Oui, en partie. Certaines fonctions sont bien réparties de façon asymétrique – le langage plutôt à gauche, la perception spatiale et les émotions plutôt à droite. Mais cela ne veut pas dire qu’une personne « utilise » un hémisphère plus que l’autre au quotidien : les deux travaillent ensemble en permanence.
Être « cerveau droit » ou « cerveau gauche », c’est un mythe complètement inventé ?
Pas complètement inventé, mais largement déformé. L’idée part d’une vraie découverte scientifique (la latéralisation du langage par Paul Broca en 1861) qui a ensuite été exagérée jusqu’à devenir un test de personnalité de magazine, sans validation scientifique sérieuse derrière.
Qu’est-ce que le corps calleux et pourquoi est-il important ?
C’est le faisceau de fibres nerveuses qui relie les deux hémisphères et permet la communication entre les hémisphères. Sans lui, le cerveau ne pourrait pas fonctionner comme un tout unifié – il coordonne la motricité, l’intégration sensorielle et les fonctions cognitives complexes.
La kinésiologie prétend-elle rééquilibrer les hémisphères du cerveau ?
Non, pas au sens médical. La kinésiologie utilise la notion de préférence hémisphérique comme un modèle d’observation du stress, pas comme un fait anatomique mesurable. C’est un outil d’accompagnement, jamais un diagnostic ni un substitut à un avis médical.
Pourquoi a-t-on l’impression de « perdre ses moyens » sous stress ?
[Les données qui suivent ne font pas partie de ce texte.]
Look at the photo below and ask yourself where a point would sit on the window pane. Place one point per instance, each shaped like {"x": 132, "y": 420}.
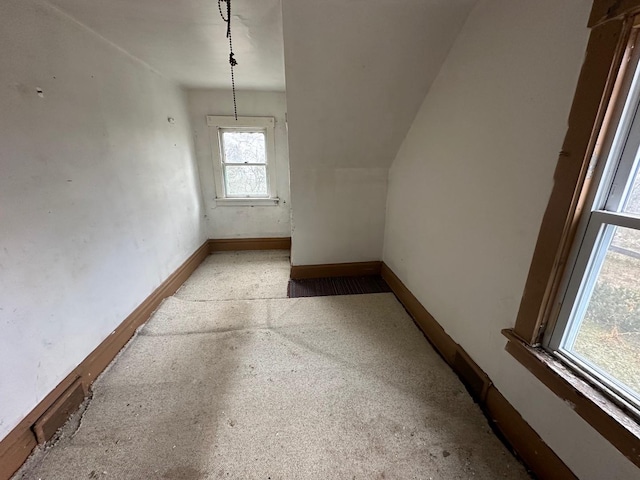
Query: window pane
{"x": 609, "y": 334}
{"x": 633, "y": 201}
{"x": 246, "y": 180}
{"x": 244, "y": 147}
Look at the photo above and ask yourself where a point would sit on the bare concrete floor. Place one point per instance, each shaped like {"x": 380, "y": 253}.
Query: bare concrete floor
{"x": 228, "y": 380}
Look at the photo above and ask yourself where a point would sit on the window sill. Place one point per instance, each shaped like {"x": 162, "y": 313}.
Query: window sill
{"x": 247, "y": 202}
{"x": 612, "y": 422}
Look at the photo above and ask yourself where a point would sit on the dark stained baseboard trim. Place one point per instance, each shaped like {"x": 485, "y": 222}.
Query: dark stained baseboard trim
{"x": 515, "y": 431}
{"x": 237, "y": 244}
{"x": 16, "y": 447}
{"x": 335, "y": 270}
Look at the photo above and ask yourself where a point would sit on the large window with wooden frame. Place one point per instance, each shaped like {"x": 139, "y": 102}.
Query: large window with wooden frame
{"x": 596, "y": 330}
{"x": 243, "y": 160}
{"x": 578, "y": 327}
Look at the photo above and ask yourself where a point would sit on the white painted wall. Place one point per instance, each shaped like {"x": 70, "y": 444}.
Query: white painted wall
{"x": 224, "y": 221}
{"x": 99, "y": 197}
{"x": 468, "y": 189}
{"x": 356, "y": 73}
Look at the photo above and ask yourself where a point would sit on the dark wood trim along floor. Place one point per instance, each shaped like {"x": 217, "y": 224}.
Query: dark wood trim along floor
{"x": 237, "y": 244}
{"x": 525, "y": 442}
{"x": 335, "y": 270}
{"x": 16, "y": 447}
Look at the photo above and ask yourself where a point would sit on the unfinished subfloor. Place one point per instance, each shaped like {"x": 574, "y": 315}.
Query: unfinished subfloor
{"x": 231, "y": 379}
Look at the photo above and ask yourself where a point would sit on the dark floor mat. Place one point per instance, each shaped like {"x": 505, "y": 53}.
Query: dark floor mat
{"x": 320, "y": 287}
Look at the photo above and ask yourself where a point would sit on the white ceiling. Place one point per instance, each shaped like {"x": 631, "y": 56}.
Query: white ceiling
{"x": 185, "y": 40}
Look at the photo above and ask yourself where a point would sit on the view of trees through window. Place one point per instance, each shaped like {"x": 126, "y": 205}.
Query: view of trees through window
{"x": 609, "y": 335}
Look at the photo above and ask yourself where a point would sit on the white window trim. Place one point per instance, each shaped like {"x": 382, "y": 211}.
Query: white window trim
{"x": 215, "y": 124}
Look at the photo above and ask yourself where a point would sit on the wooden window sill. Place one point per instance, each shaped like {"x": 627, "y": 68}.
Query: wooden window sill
{"x": 611, "y": 421}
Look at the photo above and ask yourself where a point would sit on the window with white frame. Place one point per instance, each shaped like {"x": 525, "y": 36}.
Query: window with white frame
{"x": 597, "y": 328}
{"x": 244, "y": 160}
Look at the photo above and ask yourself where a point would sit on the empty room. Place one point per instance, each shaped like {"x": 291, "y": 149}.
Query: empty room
{"x": 298, "y": 239}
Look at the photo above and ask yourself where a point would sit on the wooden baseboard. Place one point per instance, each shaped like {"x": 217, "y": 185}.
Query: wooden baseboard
{"x": 237, "y": 244}
{"x": 16, "y": 447}
{"x": 515, "y": 431}
{"x": 335, "y": 270}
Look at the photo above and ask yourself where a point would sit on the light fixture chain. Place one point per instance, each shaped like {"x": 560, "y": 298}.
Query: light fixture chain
{"x": 232, "y": 60}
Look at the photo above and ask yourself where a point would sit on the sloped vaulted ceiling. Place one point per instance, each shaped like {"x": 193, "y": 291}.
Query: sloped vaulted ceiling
{"x": 358, "y": 70}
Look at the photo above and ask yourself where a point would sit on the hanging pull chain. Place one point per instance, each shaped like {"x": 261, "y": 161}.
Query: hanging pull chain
{"x": 232, "y": 60}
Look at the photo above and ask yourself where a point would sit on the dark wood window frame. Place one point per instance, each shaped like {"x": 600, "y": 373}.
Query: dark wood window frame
{"x": 612, "y": 24}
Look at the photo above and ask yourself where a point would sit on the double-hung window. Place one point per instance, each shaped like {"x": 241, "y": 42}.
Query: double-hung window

Parce que le cortisol libéré en situation de stress ralentit le cortex préfrontal – responsable de la réflexion posée – au profit de l’amygdale, plus réactive mais moins nuancée. C’est un mécanisme de survie normal, mais inadapté face à un examen ou un entretien.
Les mouvements croisés ont-ils une preuve scientifique solide ?
Il n’existe pas de consensus scientifique montrant qu’ils « activent les deux hémisphères » de façon spécifique. En revanche, les exercices de coordination motrice et l’activité physique modérée ont un effet documenté sur la baisse du stress et l’amélioration de l’attention. En kinésiologie, on observe une meilleure coordination droite gauche en cas de stress après avoir effectué ces exercices.